Chief Tracy said his department is committed to providing as much comprehensive data as possible about crime incidents and investigations, without compromising the work of his officers and other law enforcement agencies that assist the WPD.
“Our comprehensive report details not only the firearm crime our City experienced in 2020, but also the record number of gun arrests our officers have made, and how we have been working with our criminal justice partners to address this unacceptable violence,” said Chief Tracy. “We will continue to implement evidence-based, proven crime strategies and work closely with the community we serve as we seek to further address those who illegally carry firearms and commit gun crime in our neighborhoods.”
The 2020 Year-End Report also includes data related to additional crime categories; calls for service; community engagement and community meeting attendance; foot patrols conducted throughout the City; the department’s 2020 clearance rate for murder investigations; caseload details for the agency’s Victim Services Unit and Youth Response Unit; citizen complaints, and more.

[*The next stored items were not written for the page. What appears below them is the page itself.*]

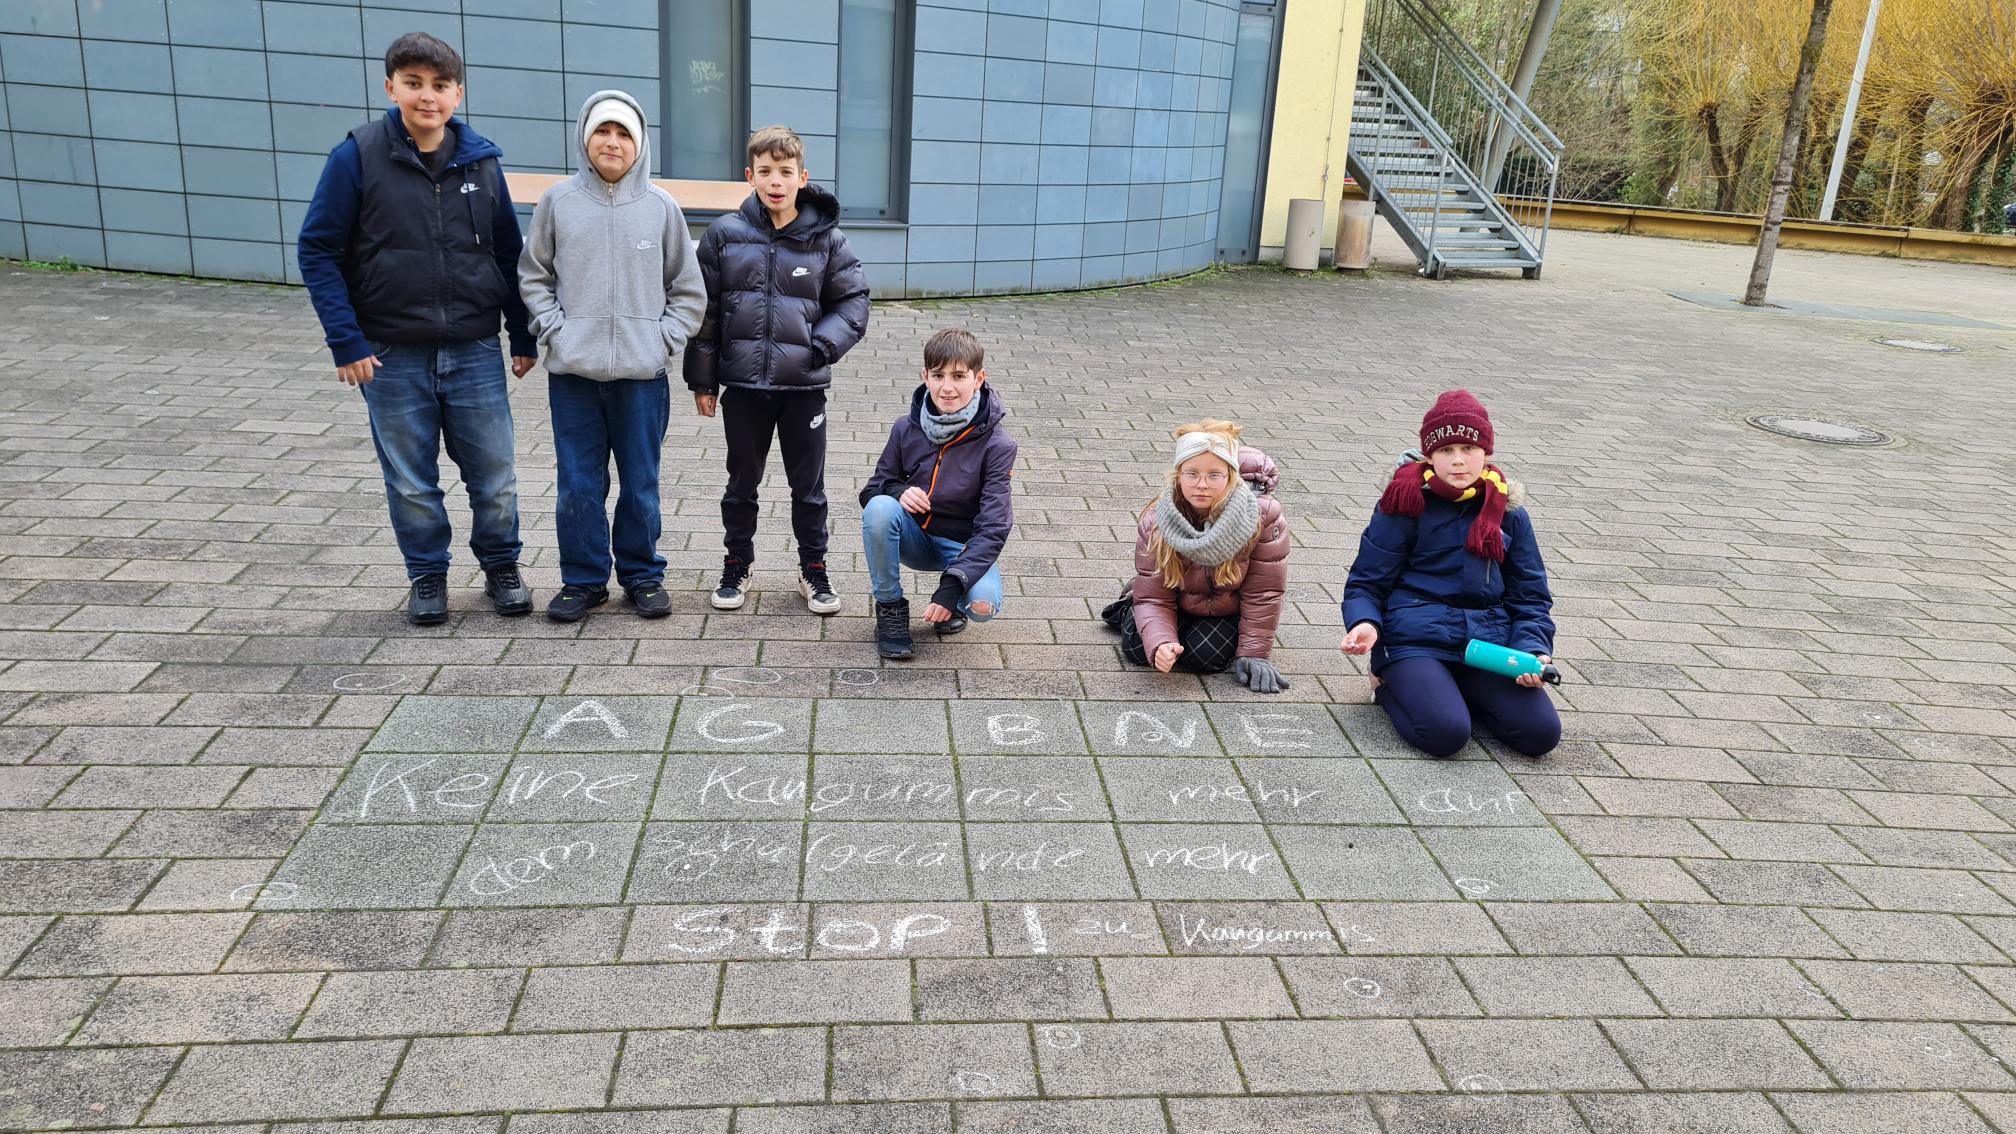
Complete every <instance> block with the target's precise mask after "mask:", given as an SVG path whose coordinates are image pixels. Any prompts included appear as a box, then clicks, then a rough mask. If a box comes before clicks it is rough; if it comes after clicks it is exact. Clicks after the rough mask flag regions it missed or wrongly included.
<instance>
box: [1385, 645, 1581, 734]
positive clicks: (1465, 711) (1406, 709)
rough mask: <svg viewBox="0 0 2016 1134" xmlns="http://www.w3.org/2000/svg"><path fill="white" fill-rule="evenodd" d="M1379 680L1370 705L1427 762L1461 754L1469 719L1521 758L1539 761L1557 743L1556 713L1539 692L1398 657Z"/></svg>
mask: <svg viewBox="0 0 2016 1134" xmlns="http://www.w3.org/2000/svg"><path fill="white" fill-rule="evenodd" d="M1379 680H1381V686H1379V692H1377V694H1373V700H1375V702H1377V704H1379V708H1385V710H1387V718H1389V720H1393V728H1395V730H1397V732H1399V734H1401V739H1403V741H1407V743H1409V745H1413V747H1415V749H1421V751H1423V753H1427V755H1431V757H1454V755H1456V753H1458V751H1462V747H1464V745H1468V743H1470V726H1472V720H1474V722H1478V724H1482V726H1484V728H1486V730H1488V732H1490V734H1492V736H1498V739H1500V741H1504V743H1506V747H1510V749H1512V751H1516V753H1520V755H1526V757H1544V755H1546V753H1550V751H1554V745H1558V743H1560V714H1558V712H1554V702H1552V700H1550V698H1548V696H1546V690H1544V688H1526V686H1520V684H1518V682H1514V680H1512V678H1506V676H1500V674H1488V672H1484V670H1472V668H1470V666H1460V664H1456V662H1441V660H1437V658H1401V660H1399V662H1393V664H1389V666H1387V668H1385V670H1381V672H1379Z"/></svg>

There is also information and commentary about how the department has adapted to the Covid-19 global health pandemic, in addition to details on ongoing recruitment efforts and the progress that has been made in implementing a Body-Worn Camera program for all sworn police officers.
“Our community, like cities and towns across the country, experienced historic challenges and effects related to the pandemic, as institutions have been strained and community support networks interrupted,” said Chief Tracy. “The year 2020 is one that has been indelibly marked by a number of challenges, and we look forward to continuing our efforts to adapt to these challenges and continue to work in close partnership with the community to enhance public safety in every corner of Wilmington.”